The trial court found from the evidence presented at the hearing that Butler had wilfully and consciously failed to comply with court orders compelling discovery " 'The trial court is the trier of fact and its finding of wilfulness from the evidence presented will not be reversed where there is any evidence to support it.' " Oliff v. Smith, 214 Ga. App. 358, 359 (447 SE2d 707) (1994). The hearing before the trial court showed evidence of a wilful and conscious disregard for the orders of the trial court as well as for the judicial process. Among other evidence, the record shows that Butler failed to comply with the court order of November 8, 1994, by failing to: (1) respond to a request for production of documents served in November 1993; (2) segregate all documents produced and to be produced according to the number of the request for production to which each document was responsive; (3) appear for his deposition; and (4) pay $1,500 to plaintiff for attorney fees within 15 days.
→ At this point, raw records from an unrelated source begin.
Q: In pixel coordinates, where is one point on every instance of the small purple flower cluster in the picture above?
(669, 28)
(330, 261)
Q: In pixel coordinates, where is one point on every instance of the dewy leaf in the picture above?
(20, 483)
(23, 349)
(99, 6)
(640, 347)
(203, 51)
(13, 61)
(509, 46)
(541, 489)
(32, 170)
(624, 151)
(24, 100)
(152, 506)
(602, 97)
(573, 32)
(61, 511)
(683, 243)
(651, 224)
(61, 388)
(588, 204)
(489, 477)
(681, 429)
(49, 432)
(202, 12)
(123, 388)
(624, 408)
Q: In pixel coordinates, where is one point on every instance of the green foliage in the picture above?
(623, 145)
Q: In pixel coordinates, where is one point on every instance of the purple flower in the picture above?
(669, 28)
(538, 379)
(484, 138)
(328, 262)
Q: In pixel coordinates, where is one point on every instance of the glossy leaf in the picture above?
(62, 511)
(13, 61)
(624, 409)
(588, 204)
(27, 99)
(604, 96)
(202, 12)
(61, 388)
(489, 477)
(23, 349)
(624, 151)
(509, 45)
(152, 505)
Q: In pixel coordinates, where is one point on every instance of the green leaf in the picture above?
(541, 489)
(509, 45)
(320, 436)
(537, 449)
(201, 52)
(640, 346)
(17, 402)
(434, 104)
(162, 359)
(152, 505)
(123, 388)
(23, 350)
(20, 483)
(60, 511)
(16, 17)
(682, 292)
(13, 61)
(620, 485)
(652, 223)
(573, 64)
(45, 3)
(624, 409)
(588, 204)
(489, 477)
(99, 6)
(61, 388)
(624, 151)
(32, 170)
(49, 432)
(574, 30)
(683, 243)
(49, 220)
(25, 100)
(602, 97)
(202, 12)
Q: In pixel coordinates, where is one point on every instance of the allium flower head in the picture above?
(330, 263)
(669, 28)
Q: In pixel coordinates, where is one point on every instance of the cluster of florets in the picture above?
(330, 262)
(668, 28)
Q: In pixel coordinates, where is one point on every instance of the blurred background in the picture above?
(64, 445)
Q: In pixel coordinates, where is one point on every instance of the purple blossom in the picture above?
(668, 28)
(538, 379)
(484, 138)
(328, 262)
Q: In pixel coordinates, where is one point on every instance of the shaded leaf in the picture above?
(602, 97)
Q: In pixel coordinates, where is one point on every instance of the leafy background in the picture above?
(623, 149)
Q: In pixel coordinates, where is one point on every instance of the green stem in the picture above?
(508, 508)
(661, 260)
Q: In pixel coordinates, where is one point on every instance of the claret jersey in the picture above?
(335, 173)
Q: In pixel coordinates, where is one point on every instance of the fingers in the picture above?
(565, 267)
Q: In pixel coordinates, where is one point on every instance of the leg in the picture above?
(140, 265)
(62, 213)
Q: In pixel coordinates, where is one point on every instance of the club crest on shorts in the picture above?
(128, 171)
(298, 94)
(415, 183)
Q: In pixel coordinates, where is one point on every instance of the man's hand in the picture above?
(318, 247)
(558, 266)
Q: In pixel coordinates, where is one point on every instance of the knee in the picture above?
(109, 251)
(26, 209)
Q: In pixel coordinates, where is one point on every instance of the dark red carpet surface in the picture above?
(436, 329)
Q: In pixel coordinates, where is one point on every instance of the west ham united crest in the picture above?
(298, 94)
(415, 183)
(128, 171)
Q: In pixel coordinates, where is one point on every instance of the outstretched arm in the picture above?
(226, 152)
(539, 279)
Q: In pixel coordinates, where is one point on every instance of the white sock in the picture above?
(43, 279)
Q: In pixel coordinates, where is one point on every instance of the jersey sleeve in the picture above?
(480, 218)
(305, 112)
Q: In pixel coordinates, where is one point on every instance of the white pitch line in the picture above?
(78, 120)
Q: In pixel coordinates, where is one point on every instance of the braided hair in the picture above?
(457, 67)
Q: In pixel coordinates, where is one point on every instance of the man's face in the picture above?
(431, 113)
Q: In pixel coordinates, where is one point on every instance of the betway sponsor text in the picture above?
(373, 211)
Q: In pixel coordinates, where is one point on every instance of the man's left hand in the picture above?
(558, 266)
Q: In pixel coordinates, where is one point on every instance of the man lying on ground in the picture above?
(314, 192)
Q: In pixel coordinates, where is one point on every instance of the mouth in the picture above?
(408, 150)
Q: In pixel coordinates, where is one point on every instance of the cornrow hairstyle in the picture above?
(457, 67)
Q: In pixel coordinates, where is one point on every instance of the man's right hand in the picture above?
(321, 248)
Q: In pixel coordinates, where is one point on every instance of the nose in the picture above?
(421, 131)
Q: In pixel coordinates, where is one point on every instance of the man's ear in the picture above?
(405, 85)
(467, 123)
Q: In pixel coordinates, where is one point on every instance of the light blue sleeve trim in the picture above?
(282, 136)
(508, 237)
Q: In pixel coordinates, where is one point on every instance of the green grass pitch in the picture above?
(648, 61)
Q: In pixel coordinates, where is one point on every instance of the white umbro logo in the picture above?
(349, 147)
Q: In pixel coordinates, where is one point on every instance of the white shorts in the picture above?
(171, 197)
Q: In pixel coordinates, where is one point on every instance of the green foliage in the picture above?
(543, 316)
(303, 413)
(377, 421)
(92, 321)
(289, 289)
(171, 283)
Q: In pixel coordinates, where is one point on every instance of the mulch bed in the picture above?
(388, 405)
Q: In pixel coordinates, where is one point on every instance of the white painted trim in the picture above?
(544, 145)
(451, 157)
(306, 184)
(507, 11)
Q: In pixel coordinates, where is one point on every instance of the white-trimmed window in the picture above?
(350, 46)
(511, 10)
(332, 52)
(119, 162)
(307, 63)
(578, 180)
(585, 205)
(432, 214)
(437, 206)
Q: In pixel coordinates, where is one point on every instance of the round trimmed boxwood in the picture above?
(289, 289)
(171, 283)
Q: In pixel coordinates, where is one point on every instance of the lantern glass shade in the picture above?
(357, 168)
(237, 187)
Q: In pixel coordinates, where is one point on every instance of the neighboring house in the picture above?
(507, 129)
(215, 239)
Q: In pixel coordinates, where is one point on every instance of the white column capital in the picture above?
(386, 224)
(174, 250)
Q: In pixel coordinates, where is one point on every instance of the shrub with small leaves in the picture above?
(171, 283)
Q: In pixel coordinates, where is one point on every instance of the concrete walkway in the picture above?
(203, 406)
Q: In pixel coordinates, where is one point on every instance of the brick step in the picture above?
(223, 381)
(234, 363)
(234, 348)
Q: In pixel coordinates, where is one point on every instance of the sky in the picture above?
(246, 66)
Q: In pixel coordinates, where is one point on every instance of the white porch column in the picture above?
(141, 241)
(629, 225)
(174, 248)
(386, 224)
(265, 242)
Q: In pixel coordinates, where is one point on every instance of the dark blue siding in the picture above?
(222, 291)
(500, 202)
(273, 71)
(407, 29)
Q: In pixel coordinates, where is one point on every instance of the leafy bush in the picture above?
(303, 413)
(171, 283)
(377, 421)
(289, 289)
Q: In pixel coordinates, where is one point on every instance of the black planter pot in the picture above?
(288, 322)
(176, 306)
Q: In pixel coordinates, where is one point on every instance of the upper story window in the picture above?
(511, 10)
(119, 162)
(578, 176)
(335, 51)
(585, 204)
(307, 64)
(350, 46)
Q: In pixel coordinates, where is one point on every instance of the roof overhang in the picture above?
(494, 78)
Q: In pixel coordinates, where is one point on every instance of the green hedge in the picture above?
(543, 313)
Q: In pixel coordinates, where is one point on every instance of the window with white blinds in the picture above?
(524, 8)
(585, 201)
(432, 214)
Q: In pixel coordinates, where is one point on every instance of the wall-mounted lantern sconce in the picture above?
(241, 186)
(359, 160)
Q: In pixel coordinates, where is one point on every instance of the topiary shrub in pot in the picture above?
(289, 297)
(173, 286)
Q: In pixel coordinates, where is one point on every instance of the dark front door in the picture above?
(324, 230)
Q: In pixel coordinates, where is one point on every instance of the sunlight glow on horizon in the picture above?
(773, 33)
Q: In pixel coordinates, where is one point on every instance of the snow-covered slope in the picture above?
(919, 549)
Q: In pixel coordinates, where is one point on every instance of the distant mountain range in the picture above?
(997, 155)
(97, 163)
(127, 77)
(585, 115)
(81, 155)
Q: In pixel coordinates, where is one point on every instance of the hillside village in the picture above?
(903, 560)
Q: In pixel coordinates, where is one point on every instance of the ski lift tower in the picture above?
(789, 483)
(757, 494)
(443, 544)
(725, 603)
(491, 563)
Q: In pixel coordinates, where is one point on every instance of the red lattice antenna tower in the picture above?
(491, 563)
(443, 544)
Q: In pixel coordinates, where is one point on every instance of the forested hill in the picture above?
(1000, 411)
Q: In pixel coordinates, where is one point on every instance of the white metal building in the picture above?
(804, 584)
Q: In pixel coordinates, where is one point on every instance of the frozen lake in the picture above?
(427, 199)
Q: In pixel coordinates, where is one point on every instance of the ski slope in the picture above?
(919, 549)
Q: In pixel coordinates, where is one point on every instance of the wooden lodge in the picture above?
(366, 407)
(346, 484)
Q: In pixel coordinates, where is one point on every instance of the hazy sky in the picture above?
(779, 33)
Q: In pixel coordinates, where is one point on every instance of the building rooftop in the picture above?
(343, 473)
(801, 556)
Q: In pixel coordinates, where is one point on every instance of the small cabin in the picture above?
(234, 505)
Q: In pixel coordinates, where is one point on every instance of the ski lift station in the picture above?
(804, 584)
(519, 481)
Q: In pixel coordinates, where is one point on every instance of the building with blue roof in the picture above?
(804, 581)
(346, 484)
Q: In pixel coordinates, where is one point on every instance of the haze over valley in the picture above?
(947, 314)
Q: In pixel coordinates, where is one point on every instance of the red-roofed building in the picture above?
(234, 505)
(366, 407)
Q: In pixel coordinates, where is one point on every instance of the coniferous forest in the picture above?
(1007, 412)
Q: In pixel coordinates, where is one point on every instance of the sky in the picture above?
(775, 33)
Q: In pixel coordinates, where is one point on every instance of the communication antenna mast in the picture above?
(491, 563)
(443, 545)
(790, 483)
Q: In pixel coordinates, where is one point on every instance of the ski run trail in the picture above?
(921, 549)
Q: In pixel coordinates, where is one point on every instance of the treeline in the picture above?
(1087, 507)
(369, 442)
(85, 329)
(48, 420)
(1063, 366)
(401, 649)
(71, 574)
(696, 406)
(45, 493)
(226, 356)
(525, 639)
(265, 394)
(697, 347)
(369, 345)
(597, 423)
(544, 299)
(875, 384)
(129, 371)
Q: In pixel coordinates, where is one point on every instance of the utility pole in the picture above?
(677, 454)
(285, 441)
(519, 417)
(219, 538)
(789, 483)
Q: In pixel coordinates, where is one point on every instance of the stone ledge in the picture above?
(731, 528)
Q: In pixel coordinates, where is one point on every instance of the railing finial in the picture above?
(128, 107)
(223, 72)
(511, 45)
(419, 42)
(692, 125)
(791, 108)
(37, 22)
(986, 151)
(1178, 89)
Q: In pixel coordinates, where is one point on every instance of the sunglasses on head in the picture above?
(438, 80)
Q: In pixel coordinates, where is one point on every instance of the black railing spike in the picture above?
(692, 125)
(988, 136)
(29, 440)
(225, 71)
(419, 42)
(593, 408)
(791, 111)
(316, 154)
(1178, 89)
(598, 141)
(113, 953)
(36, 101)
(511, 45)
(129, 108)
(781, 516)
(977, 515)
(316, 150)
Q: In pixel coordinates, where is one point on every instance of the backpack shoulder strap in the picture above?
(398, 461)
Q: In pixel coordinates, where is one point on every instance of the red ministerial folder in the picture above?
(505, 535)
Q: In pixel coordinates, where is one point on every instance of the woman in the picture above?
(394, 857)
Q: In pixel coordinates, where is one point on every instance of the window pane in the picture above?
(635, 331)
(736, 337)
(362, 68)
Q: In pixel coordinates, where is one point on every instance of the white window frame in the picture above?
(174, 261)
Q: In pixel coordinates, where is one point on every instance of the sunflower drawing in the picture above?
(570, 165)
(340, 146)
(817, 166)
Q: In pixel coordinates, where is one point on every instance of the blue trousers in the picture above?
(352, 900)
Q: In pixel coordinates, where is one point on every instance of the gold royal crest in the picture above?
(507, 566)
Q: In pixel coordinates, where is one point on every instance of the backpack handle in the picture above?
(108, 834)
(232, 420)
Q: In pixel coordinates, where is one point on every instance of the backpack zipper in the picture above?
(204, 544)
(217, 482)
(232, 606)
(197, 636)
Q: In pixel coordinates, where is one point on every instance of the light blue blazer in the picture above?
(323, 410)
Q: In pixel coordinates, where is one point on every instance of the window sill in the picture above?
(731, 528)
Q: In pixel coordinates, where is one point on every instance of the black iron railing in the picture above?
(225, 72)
Additionally, there is evidence that the response which was finally provided to the request for production was fabricated and back-dated. Further, Butler gave the appearance of complying with the court's order to number the documents produced and segregate and identify them in response to requests for production served in June 1993; however, he simply numbered the documents and then listed the entire range of such documents as responsive. The trial court found the documents were not responsive.
Butler's disregard for the judicial process was further evidenced by his course of delaying the underlying case. Butler's failure to comply with legitimate discovery requests resulted in time-consuming status conferences and sanction hearings. Furthermore, although Butler moved to add third-party defendant HBO, Inc. in 1993, he waited until January 1995 and then sought a continuance to do so. Finally, on the eve of trial, Butler filed for bankruptcy which stayed the action until the bankruptcy court allowed it to continue.
Contrary to Butler's contentions, the sanction of default is not limited to those instances where a party fails to respond at all to discovery. OCGA 9-11-37 authorizes the court to impose the sanction of default or dismissal if a party wilfully "fails to obey an order to provide or permit discovery." A party who intentionally fails to comply fully with a court order may be subject to the harshest of sanctions. See Joel v. Duet Holdings, 181 Ga. App. 705 (353 SE2d 548) (1987) (defensive pleadings struck where party only partially complied with court order). In this case, Butler's conduct shows a wilful failure to comply with the trial court's order. We cannot say the trial court erred in striking Butler's pleadings and entering default judgment against him as sanctions for discovery abuse under the facts of this case.
Nall, Miller, Owens, Hocutt & Howard, Robert L. Goldstucker, Kelly E. Malone, for appellees.
1  Butler is an attorney licensed to practice in Georgia. Throughout this case, Butler represented himself alone or with co-counsel.
Jones, Copeland, Lefkowitz & Greer, Taylor W. Jones, Rebecca A. Copeland, for appellant.